In the old days, Kawagoe was an important commercial town supplying resources to Edo (present day Tokyo). Thanks to the thriving trade, many merchants grew wealthy enough to build not only their warehouses but also their stores in the Kurazukuri style, more so than it was usual in other towns. Some of the buildings managed to survive to this day. Mostly housing shops and restaurants, they can be found along the main Kurazukuri Street which stretches a few hundred meters long. Heavy regular car traffic along the street, however, takes away a lot of the historic atmosphere and limits pedestrians to narrow sidewalks.
In the past, Japanese cities consisted almost exclusively of wooden buildings, which made them vulnerable to fires. Kurazukuri construction was used both to make a structure fireproof and to secure it against intruders. They were very expensive to build, as their construction involved making thick walls consisting of several layers. Thanks to the prosperous trade with Edo, the merchants of Kawagoe flourished, and many showed their wealth by building as good-looking a structure as they could afford.
Just a short distance from the main street stands the Bell Tower (時の鐘, Toki no Kane), a landmark and symbol of Kawagoe. It chimes four times a day (6:00, 12:00, 15:00 and 18:00).
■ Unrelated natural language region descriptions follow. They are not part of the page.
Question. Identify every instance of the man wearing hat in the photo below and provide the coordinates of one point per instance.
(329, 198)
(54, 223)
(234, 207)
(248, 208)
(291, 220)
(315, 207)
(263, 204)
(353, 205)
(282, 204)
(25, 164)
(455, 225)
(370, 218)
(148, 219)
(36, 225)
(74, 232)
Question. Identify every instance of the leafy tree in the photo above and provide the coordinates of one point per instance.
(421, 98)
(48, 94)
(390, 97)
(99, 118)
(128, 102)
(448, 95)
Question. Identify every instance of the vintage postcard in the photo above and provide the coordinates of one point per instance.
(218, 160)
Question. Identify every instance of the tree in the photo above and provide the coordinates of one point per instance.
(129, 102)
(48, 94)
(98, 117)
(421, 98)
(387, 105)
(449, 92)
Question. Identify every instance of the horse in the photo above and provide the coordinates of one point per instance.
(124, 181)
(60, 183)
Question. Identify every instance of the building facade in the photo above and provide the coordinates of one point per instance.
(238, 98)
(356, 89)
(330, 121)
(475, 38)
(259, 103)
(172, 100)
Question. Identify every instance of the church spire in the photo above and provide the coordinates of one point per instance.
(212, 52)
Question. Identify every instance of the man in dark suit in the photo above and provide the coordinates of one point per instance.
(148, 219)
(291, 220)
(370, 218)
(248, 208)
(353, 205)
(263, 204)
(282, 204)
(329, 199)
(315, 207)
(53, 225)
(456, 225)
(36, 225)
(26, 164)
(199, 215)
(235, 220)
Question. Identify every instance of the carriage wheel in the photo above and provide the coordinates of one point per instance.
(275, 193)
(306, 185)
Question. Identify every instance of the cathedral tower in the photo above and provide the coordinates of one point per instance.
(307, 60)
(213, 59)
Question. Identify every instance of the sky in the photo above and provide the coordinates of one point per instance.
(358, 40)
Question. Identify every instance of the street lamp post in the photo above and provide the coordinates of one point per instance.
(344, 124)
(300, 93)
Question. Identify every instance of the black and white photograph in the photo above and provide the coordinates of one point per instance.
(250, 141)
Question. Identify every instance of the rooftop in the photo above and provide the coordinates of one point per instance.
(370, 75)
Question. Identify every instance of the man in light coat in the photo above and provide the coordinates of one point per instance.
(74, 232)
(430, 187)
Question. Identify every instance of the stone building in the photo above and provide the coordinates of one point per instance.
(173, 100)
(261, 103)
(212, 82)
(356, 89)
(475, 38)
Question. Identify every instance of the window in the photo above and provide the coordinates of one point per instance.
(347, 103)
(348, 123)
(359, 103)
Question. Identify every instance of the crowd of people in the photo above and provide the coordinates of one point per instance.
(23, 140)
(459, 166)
The tower was rebuilt in 1894, after the Great Kawagoe Fire of 1893 had destroyed the previous structure.
One of the houses which is open to the public is the Museum of Kurazukuri. The museum is housed in what used to be a tobacco wholesaler's shop. Visitors can have a closer view of what a Kurazukuri building looks from the inside beyond the store front. Some of the exhibits include traditional machines used in the past. The museum is located along the main street.
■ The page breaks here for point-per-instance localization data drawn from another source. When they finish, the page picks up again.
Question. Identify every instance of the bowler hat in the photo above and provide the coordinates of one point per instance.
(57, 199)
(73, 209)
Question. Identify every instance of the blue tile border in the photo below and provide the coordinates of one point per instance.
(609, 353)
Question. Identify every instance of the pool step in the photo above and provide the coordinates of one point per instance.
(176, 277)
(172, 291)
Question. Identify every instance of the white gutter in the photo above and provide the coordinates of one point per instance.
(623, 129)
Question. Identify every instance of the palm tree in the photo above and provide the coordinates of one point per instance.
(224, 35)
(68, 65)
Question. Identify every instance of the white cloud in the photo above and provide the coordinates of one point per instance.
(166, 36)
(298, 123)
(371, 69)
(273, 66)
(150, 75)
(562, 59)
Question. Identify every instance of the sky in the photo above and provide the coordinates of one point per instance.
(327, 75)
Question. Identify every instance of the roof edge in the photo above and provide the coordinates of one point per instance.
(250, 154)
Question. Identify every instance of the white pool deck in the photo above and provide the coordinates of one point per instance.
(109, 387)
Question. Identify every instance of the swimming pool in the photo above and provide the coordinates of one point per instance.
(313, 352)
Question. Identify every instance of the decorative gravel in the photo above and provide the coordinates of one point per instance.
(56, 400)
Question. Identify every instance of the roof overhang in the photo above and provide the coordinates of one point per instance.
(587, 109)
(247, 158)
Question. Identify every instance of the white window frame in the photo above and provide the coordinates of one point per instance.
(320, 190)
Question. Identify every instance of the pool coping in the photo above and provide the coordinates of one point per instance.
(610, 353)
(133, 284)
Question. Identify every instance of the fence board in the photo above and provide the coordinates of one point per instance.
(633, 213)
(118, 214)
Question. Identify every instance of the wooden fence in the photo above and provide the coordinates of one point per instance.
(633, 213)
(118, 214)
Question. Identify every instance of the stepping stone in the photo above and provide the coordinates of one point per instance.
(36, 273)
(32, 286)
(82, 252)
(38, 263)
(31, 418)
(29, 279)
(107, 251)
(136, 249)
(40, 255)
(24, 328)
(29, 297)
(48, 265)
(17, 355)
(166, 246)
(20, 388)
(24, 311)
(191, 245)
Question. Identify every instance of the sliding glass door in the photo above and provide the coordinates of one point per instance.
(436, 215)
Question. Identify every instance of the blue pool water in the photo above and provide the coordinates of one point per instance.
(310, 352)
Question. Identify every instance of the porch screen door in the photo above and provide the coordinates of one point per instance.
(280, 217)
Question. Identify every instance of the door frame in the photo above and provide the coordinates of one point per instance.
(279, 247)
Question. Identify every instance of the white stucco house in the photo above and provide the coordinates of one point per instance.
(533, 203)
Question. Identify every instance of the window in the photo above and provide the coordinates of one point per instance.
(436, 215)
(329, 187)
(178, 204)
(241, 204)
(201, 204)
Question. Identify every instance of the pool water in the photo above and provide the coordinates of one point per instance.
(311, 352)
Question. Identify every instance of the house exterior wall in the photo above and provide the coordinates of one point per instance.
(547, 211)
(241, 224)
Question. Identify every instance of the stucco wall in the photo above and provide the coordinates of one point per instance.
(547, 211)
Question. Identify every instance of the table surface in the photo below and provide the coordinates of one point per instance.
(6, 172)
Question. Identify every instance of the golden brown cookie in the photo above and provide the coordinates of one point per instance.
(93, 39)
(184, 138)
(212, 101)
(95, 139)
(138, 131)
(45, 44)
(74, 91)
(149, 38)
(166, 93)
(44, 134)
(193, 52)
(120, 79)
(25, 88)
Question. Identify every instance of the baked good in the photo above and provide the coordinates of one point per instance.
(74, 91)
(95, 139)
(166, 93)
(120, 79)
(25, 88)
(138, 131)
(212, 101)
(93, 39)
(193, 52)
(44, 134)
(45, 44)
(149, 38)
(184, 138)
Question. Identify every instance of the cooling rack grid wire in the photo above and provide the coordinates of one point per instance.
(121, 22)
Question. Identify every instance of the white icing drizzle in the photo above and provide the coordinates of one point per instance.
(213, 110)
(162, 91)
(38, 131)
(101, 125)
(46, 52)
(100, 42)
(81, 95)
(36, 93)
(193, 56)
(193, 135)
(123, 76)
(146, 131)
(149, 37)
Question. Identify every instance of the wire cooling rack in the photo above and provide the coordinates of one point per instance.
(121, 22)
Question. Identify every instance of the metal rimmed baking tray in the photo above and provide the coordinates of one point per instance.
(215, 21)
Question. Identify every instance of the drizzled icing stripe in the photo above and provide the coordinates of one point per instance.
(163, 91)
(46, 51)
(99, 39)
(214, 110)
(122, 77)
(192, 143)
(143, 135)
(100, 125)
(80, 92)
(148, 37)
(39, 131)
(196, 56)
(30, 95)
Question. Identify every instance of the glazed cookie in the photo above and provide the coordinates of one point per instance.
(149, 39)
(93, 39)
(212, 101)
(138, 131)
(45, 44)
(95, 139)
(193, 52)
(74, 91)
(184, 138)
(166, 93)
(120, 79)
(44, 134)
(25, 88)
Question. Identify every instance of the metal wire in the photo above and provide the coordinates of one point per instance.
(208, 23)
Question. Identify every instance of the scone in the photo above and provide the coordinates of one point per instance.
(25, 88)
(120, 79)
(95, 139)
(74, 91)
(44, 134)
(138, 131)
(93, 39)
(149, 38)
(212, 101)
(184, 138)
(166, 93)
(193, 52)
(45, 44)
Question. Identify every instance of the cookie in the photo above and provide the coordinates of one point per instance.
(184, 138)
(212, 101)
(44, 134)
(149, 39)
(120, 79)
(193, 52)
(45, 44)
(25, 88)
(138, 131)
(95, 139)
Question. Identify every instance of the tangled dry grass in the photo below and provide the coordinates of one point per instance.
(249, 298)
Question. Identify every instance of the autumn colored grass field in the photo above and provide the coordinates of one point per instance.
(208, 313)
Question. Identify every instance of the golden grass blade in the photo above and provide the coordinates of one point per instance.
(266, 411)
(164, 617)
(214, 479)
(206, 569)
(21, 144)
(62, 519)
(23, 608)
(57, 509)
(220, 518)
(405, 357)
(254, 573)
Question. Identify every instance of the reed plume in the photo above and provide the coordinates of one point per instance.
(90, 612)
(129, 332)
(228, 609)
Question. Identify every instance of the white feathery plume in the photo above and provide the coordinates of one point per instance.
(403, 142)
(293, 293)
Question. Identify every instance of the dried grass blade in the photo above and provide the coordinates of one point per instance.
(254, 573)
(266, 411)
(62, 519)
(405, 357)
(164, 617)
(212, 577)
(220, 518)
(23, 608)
A minute's walk away is the Candy Alley (Kashiya Yokocho). It is a wonderful place for trying some traditional Japanese sweets, while experiencing an ambience of past decades. Named after the Taisho Period (1912-1926), the Taisho-roman Street is located between Hon-Kawagoe Station and the Warehouse District. The Taisho-styled architecture adds character to the walk towards the Kurazukuri.
The Kawagoe Festival started more than 360 years ago and is celebrated annually for two days on the third weekend of October in the Warehouse District. It is the festival of the nearby Hikawa Shrine and involves the parading of tall, elaborately decorated floats through the streets of the city.
For those who would like have a feel of the festival but are not able to visit Kawagoe at the time, a visit to the Kawagoe Festival Museum provides a glimpse of the experience. It houses a couple of the floats and puts on periodical shows to simulate the atmosphere of the festival.